The Power of Om
On a spring day in 2001, a man in flowing crimson robes and open-toe sandals arrived at the Waisman Center to have his head examined. Matthieu Ricard, a French-born Buddhist monk, was escorted to a computer station, where he was fitted with a net-like cap of electrodes that recorded his brain activity as he looked at various images flashing on the screen. He was then led down the hall, where he reclined on the bed of an MRI scanner and, within minutes, began meditating.

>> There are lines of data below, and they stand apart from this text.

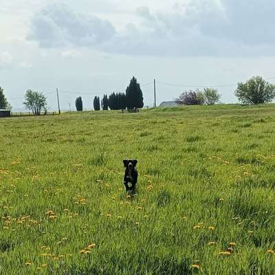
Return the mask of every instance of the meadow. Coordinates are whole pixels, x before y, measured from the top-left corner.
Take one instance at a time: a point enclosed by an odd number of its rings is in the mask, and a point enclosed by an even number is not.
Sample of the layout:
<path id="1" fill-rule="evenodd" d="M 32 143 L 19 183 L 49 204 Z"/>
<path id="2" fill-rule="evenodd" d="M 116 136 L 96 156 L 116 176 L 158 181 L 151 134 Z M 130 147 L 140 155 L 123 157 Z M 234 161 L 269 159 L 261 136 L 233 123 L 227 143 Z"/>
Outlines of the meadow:
<path id="1" fill-rule="evenodd" d="M 0 120 L 1 274 L 274 274 L 275 105 Z M 126 195 L 122 160 L 136 158 Z"/>

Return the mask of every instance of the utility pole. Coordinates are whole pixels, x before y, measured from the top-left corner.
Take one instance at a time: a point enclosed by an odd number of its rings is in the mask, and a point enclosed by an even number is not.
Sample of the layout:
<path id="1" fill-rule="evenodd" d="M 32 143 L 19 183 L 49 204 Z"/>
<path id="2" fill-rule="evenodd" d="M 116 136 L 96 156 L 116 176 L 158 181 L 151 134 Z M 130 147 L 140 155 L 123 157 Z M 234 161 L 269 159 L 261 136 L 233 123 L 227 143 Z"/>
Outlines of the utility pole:
<path id="1" fill-rule="evenodd" d="M 60 105 L 59 105 L 58 89 L 57 88 L 56 88 L 56 94 L 57 94 L 57 103 L 58 104 L 58 113 L 60 114 Z"/>
<path id="2" fill-rule="evenodd" d="M 157 102 L 155 100 L 155 79 L 154 79 L 154 107 L 155 108 L 157 107 Z"/>

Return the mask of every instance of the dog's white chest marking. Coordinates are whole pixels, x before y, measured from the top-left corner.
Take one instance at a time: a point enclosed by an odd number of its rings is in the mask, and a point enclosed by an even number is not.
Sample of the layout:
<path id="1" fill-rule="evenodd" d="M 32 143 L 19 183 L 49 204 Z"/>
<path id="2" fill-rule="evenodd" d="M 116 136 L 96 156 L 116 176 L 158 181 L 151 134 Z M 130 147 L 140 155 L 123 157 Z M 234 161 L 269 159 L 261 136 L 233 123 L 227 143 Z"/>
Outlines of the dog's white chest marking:
<path id="1" fill-rule="evenodd" d="M 133 177 L 132 177 L 132 174 L 131 173 L 131 171 L 128 172 L 128 175 L 127 175 L 127 179 L 129 179 L 130 182 L 131 182 L 133 180 Z"/>

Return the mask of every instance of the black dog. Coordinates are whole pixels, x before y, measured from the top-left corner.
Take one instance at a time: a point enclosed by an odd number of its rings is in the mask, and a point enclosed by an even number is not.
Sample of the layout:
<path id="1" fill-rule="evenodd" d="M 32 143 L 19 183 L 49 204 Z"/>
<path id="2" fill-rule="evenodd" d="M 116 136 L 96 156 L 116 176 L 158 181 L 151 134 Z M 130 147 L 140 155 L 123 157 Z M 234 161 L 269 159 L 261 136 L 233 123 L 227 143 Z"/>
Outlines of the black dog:
<path id="1" fill-rule="evenodd" d="M 133 193 L 135 192 L 135 185 L 138 182 L 138 170 L 135 167 L 138 163 L 137 160 L 124 160 L 123 161 L 124 164 L 125 174 L 124 174 L 124 186 L 126 191 L 131 191 Z M 131 186 L 128 185 L 129 183 L 131 184 Z"/>

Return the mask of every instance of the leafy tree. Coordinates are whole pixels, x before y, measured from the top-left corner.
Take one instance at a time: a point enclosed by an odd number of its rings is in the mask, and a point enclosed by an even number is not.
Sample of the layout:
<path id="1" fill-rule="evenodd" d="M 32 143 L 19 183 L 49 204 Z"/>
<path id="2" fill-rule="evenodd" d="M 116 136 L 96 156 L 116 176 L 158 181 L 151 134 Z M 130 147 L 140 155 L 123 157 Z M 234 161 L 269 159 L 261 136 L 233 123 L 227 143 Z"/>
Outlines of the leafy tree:
<path id="1" fill-rule="evenodd" d="M 216 89 L 204 88 L 204 101 L 208 105 L 213 105 L 219 102 L 221 95 Z"/>
<path id="2" fill-rule="evenodd" d="M 77 98 L 76 100 L 76 107 L 77 111 L 83 111 L 83 103 L 82 102 L 81 96 Z"/>
<path id="3" fill-rule="evenodd" d="M 204 102 L 204 97 L 199 90 L 190 90 L 182 93 L 176 99 L 176 102 L 179 104 L 184 105 L 201 105 Z"/>
<path id="4" fill-rule="evenodd" d="M 102 110 L 108 110 L 109 103 L 107 95 L 104 95 L 103 98 L 101 100 L 101 107 L 102 108 Z"/>
<path id="5" fill-rule="evenodd" d="M 32 111 L 34 116 L 40 116 L 41 109 L 46 109 L 46 100 L 42 93 L 28 89 L 25 94 L 25 101 L 23 104 Z"/>
<path id="6" fill-rule="evenodd" d="M 9 109 L 9 104 L 4 95 L 4 90 L 0 87 L 0 109 Z"/>
<path id="7" fill-rule="evenodd" d="M 94 109 L 95 111 L 100 110 L 100 100 L 98 96 L 95 96 L 94 99 Z"/>
<path id="8" fill-rule="evenodd" d="M 126 107 L 129 109 L 143 108 L 144 106 L 142 91 L 140 83 L 134 76 L 126 89 Z"/>
<path id="9" fill-rule="evenodd" d="M 235 95 L 243 104 L 267 103 L 275 98 L 275 85 L 254 76 L 245 83 L 238 83 Z"/>

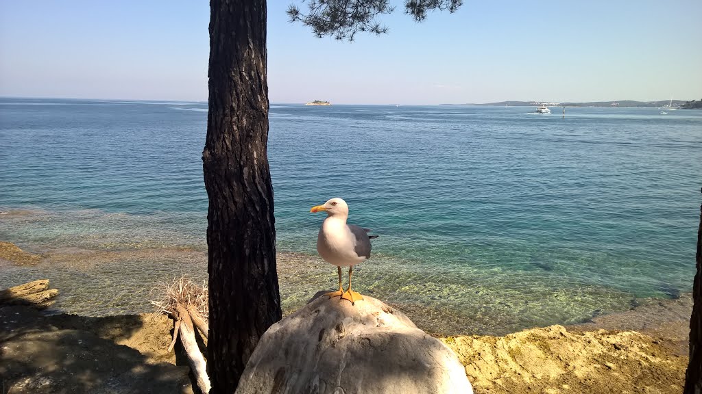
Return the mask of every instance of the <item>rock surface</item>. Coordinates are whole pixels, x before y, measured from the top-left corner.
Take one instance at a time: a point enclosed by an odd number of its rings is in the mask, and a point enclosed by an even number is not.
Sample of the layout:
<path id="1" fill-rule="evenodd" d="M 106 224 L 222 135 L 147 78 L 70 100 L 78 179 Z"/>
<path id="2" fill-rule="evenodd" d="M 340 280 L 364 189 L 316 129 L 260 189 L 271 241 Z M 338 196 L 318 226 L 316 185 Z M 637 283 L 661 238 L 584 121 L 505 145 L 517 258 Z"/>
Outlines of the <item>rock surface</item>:
<path id="1" fill-rule="evenodd" d="M 472 393 L 448 347 L 401 312 L 364 297 L 351 305 L 318 297 L 273 325 L 237 393 Z"/>
<path id="2" fill-rule="evenodd" d="M 664 341 L 633 331 L 553 325 L 442 341 L 465 365 L 477 393 L 677 394 L 687 365 Z"/>
<path id="3" fill-rule="evenodd" d="M 176 361 L 164 354 L 172 327 L 159 315 L 45 316 L 0 307 L 3 392 L 192 394 L 190 369 L 163 362 Z"/>

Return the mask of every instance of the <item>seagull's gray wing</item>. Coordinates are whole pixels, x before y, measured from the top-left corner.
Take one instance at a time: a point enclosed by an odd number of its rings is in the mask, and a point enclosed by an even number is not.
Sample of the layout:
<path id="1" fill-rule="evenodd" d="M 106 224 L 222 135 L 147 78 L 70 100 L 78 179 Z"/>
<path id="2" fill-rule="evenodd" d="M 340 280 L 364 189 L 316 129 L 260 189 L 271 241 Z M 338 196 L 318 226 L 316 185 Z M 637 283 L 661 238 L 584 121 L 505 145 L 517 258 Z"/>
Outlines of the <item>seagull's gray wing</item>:
<path id="1" fill-rule="evenodd" d="M 356 254 L 359 257 L 369 258 L 371 257 L 371 237 L 368 235 L 368 231 L 370 230 L 359 227 L 355 224 L 347 224 L 346 226 L 348 227 L 355 238 L 356 243 L 354 250 L 356 252 Z M 374 236 L 373 238 L 377 238 L 377 236 Z"/>

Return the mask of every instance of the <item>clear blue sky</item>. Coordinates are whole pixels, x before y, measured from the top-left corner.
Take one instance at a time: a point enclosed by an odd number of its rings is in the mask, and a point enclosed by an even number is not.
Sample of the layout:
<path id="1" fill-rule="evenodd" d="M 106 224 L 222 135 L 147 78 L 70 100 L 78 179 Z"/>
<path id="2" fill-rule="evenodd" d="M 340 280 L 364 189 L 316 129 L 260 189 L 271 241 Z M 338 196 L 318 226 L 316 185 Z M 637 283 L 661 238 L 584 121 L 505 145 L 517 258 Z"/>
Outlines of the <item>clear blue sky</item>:
<path id="1" fill-rule="evenodd" d="M 268 2 L 272 102 L 702 98 L 702 1 L 466 0 L 314 38 Z M 206 1 L 0 0 L 0 96 L 207 100 Z"/>

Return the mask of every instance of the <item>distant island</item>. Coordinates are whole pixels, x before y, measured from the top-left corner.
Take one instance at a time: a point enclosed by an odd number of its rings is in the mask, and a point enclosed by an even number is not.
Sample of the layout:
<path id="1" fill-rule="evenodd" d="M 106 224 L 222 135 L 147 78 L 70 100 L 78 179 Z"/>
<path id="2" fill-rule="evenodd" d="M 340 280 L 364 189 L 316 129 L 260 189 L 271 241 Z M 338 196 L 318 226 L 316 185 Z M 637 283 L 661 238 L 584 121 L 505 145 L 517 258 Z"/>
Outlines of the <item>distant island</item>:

During the past two years, several monks have followed, traveling from India and Tibet to complete batteries of tests at UW-Madison's W.M. Keck Laboratory for Functional Brain Imaging and Behavior, where they are taking part in an extraordinary venture to understand the potential of the mind. Forged jointly by UW Professor Richard Davidson and Tenzin Gyatso, the Dalai Lama of Tibet, the study is one of the first intensive examinations of the long-term effects of meditation, which some scientists believe can reshape the brain in positive ways.
This fall, Davidson, a professor of psychology and psychiatry and director of the Keck lab, leaked a few preliminary details about what his team has learned by examining these champion thinkers. One of the monks, the professor says, showed considerably higher levels of activity in the left prefrontal cortex, an area of the brain associated with positive emotions, than anyone else the lab has observed.